Different benefits for different employees
ktadros
8 Posts
We have 2 employees that the company is paying 100% of their benefits with no payroll deductions. The rest of the employees are on an 80/20 plan with a payroll deduction. I was not given an explaination as to why the 2 are exempt from the deduction, and neither employee is at an executive level. Is this legal? Also we do not offer benefits to everyone and I know you don't have to but typically it is based on part-time vs full time status or for some other reason. For one of our companies we only offer benefits to 2 employees who are supervisors but not exempt, is this always legal. I know things will have to change by 2014 but I want to make sure we doing things legally in the meantime.
Comments
Typically, the same benefits have to be offered to all the employees at a single location.
I'm not sure why employees would have a different deduction on the same plan. I have seen a pay increase to offset the standard deduction.
This is a really good answer from a colleague on another forum:
"The law absolutely does not say that if a benefit is offered to some employees it must be offered to all employees. It is 100% legal for the employer to have different classes of employees and offer different benefits to different classes. The only caveat is that these classes cannot be determined by a characteristic protected by law.
It is entirely legal for some benefits to be offered to full time but not part time employees; office workers but not shop employees; supervisor and up but not rank and file; employees in the corporate office but not in the field office; and similar designations. It would not be legal to offer a benefit to men but not women; to white employees but not hispanic employees; to Christians but not Jews, etc. It would also be illegal, once the eligible classes are established, to pick and choose among the members of a particular eligible class.

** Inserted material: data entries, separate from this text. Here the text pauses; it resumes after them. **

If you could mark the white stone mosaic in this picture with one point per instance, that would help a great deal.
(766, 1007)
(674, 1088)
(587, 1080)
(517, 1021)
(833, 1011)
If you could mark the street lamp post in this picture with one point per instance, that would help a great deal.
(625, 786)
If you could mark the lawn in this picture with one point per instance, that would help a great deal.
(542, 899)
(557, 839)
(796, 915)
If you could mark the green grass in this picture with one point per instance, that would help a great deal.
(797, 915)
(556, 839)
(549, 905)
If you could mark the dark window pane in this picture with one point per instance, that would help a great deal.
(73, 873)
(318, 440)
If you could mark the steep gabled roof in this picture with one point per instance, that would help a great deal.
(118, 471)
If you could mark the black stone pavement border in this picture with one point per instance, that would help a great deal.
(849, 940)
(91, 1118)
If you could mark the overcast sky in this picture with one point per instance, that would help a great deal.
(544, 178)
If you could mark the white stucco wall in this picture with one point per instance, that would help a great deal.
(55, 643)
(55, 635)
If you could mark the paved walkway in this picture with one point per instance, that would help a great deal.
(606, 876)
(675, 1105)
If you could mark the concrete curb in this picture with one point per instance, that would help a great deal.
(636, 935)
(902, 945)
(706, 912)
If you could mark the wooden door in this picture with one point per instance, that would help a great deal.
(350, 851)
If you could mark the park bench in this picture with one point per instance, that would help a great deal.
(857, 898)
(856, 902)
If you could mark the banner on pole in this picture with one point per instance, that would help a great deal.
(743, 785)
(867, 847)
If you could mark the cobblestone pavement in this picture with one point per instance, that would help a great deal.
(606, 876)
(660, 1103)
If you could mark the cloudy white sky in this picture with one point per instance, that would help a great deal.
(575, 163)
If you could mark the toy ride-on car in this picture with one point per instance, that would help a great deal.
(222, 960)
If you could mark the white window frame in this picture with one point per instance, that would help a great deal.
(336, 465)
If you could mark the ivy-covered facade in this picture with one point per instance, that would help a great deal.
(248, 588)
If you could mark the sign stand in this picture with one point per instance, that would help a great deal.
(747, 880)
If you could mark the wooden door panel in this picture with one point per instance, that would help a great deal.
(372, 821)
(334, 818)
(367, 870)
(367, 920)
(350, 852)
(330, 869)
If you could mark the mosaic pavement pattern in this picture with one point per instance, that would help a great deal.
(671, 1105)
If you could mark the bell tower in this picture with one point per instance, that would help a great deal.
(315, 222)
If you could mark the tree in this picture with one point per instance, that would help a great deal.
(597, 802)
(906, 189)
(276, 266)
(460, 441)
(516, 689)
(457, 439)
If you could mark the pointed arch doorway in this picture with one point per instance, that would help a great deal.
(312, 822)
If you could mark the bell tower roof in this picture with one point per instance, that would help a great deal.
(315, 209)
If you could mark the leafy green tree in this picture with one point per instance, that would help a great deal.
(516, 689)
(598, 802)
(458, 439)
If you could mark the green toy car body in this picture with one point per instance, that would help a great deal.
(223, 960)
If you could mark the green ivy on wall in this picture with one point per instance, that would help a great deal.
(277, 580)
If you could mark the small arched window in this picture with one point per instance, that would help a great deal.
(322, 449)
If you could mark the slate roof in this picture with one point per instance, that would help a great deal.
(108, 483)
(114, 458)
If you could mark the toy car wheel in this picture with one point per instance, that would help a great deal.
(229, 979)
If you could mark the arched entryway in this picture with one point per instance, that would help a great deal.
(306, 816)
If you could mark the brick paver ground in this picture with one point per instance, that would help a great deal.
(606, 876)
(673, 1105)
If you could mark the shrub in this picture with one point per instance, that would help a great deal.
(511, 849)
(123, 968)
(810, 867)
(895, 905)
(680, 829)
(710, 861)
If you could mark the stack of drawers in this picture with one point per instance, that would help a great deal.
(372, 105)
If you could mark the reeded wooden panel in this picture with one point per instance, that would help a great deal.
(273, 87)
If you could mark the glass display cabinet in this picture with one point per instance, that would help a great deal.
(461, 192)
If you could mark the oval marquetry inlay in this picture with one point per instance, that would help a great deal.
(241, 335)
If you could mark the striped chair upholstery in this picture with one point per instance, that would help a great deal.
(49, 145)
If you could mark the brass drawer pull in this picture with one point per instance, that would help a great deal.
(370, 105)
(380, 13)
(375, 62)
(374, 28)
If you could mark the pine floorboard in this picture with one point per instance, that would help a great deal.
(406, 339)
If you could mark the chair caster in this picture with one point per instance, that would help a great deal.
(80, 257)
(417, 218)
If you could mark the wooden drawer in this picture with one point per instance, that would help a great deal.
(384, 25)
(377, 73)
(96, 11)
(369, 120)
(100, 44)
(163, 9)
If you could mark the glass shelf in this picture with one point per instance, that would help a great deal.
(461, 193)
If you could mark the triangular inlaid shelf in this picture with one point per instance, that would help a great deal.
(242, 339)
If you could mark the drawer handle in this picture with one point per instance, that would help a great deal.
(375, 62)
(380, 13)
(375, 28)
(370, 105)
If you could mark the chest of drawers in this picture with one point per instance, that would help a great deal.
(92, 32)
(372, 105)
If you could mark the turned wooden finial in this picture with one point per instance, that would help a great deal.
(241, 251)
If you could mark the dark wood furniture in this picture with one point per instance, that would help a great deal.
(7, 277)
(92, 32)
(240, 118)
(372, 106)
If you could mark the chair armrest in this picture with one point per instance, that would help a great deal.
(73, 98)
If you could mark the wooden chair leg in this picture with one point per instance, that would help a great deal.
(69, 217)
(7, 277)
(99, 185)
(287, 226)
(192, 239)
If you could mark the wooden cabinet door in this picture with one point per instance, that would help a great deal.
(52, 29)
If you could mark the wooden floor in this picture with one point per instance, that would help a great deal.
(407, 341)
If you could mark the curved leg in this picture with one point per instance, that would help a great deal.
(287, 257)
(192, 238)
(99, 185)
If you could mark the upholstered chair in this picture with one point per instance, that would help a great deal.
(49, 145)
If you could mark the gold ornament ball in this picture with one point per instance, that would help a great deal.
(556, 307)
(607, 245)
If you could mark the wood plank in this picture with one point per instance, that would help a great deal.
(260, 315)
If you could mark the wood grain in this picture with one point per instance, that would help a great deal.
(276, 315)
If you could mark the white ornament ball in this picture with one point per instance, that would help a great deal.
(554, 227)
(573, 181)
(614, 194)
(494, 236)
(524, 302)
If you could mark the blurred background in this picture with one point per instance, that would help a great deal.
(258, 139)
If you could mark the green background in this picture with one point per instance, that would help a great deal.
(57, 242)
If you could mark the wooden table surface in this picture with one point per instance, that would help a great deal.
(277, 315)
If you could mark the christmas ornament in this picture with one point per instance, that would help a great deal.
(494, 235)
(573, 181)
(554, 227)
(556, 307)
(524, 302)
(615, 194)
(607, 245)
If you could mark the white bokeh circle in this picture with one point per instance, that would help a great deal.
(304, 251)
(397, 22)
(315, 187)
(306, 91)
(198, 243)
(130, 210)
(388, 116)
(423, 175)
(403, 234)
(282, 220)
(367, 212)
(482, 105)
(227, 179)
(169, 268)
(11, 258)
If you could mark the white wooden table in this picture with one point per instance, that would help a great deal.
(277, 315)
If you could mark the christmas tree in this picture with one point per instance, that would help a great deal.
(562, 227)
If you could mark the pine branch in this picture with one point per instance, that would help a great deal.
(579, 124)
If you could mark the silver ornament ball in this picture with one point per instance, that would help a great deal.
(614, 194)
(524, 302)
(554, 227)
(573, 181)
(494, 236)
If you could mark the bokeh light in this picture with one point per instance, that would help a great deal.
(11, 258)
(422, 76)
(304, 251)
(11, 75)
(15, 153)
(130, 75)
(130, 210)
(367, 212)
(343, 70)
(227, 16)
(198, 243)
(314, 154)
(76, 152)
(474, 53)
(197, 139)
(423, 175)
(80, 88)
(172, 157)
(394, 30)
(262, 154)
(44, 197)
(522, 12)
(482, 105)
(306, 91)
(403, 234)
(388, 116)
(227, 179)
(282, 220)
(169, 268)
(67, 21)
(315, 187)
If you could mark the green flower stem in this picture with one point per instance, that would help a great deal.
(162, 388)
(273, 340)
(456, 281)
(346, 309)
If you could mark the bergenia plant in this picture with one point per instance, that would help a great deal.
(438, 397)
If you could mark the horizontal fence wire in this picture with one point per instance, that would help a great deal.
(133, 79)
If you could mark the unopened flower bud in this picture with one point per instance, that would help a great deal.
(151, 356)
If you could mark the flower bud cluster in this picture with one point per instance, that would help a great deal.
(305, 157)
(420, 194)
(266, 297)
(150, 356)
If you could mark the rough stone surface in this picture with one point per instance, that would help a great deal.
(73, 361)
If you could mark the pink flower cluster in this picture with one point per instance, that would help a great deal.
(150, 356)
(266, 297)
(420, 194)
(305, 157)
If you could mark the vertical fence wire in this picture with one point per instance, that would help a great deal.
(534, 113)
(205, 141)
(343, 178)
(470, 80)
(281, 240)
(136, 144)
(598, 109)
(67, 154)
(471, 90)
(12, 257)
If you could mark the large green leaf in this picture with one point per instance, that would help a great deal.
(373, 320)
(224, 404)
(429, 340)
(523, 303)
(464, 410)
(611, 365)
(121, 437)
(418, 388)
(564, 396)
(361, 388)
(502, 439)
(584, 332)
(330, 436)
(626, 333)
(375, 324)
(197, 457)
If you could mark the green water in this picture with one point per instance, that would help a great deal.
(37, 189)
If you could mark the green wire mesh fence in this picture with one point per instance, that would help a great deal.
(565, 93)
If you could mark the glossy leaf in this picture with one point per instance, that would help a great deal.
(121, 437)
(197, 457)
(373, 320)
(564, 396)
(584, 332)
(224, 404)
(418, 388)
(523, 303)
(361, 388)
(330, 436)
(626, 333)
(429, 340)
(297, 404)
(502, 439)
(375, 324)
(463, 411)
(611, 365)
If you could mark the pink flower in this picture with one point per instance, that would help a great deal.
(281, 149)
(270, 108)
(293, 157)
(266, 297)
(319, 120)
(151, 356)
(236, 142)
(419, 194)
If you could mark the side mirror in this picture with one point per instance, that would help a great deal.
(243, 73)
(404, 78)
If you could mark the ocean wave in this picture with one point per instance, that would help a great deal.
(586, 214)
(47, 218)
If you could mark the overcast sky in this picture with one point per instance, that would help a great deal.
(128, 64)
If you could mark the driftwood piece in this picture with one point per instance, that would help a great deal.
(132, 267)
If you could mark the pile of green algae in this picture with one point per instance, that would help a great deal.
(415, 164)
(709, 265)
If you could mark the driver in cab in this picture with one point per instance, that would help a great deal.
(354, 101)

But there is nothing whatever illegal about establishing a class of "employees without insurance" and offering them a benefit that is not offered to employees with insurance.
And that answer is true in all 50 states. "
I've also seen companies that base the employee premium on a salary grade. So those that make more, pay a higher premium.
On further research, it appears that there is more flexibility under the law than I had thought. However, as a practical matter, it can be hard to play pick and choose. The insurer wants a lot of healthy gamblers both for revenue and to spread the risk out. So, although the insurer is unlikely to say "no," they may well say "no" under any partciular plan where it is not cost effective for them to offer the plan to small numbers. Or, in other words, it is legal but expensive to give special coverage to a small subset of employees of a small company.
The large, publicly traded company plans with which I am familliar do not have separate eligibility rules for people at least up to the VP level. What they do is offer everything to everybody and provide a benefit allowance separate from straight wages or salary. Anything above the allowance is a deduction from otherwise expected earnings. Naturally, the benefit allowance goes up with responsibility and/or tenure. So, if a customer contact center telephone service representative wants to get the executive package, he or she can get it if he or she earns enough above his or her benefit allowance to pay for it. For individuals who have other insurance at least as good as what their benefit allowance pays, they receive the allowance as pay. Although I have not worked at 50% of fortune 500 companies, I understand this is a popular approach both because it is provides equal choice to all employees and, because of the concerns in the paragraph above, it's probably cheapter to offer it that way.